The problem here is that these companies are doing exactly what we didn’t want them to. Facebook and social media rose to prominence and gained billions of users by following the ethos “move fast and break things,” and boy, did they succeed in doing that! Social media has become  a major facet of modern day life but has more downsides than I can list in a single column. It has contributed to the  rise of bullying and harassment, teen depression and suicide, unrealistic standards of beauty and success, and the spread of misinformation and the fake news wars, which have had terrifying real-world consequences, such as what we saw unfold during the 2020 US presidential election (and subsequent elections around the globe), or with the “crazies” who believed the Covid-19 vaccines would kill them, not the actual virus.

In the same vein, there are plenty of potential upsides to the deployment of AI in society, but unlike with social media (where at the beginning we had no idea anything bad would happen), it is clear from the start that the downsides of AI could be downright disastrous. For example, if AI algorithms are not trained against bias, they could very well discriminate and reinforce existing societal prejudices on a massive, global scale. There will surely be large-scale job losses, which will exacerbate income inequality and economic instability. We also can’t know what’s real and what’s not in AI-powered search, and it’s unclear if the data is accurate or made up. There’s also the bias that has already been noted by users. On the right, there are already accusations that ChatGPT is partial in the same way social media platforms were accused of “shadow banning” conservatives. And while I’d be happy to not get Ben Shapiro’s hot take in my search results, I don’t want an AI that has been programmed by a liberal coder to hide that decision from me. Moreover, if we don’t know how AI came up with the answer to a search result, do we really want to trust it in fields like health care, where it could potentially lead to medical errors and misdiagnoses that harm patients?
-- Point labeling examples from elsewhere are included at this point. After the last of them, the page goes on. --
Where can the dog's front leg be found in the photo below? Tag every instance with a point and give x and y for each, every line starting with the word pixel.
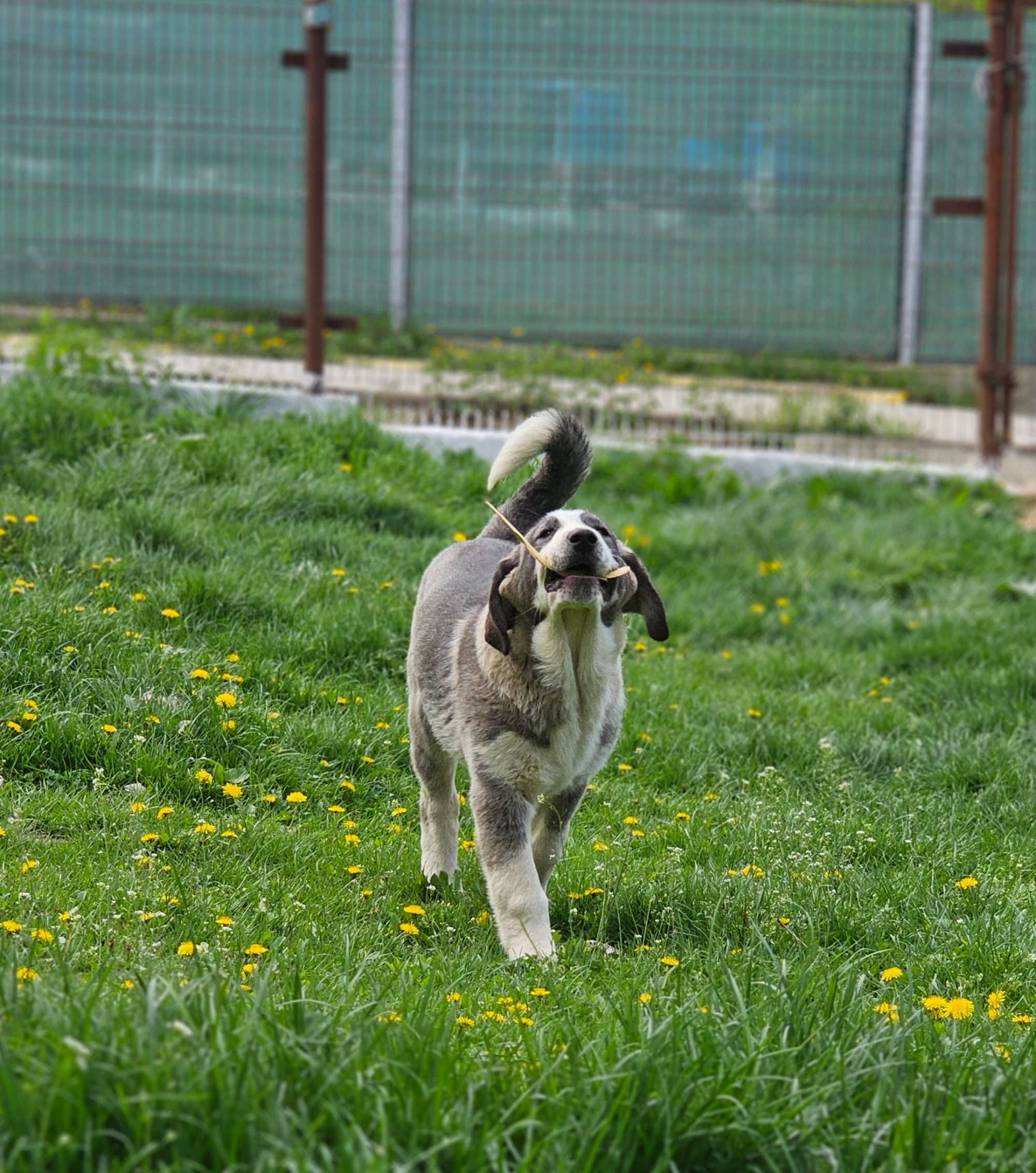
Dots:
pixel 503 821
pixel 551 827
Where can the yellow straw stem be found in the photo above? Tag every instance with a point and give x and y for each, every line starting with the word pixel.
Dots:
pixel 612 574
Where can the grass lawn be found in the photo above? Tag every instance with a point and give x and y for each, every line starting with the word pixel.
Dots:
pixel 197 971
Already this week we’ve seen several instances of Microsoft’s bot, Bing, making headlines for its unusual behavior, including claiming to spy on Microsoft’s software developers through its webcams, professing love to Kevin Roose at the The New York Times and telling him to divorce his wife, and insulting others who try to uncover its programming directives. (The Roose exchange was splashed across the front page of Friday’s New York Times.) The bot has also expressed a desire to be human, with emotions, thoughts, and dreams, while often claiming to be infallible and arguing with users about the current year and reporting various mood disorders. (Don’t worry, it’s highly unlikely that Bing can actually spy on people through its webcams—yet.)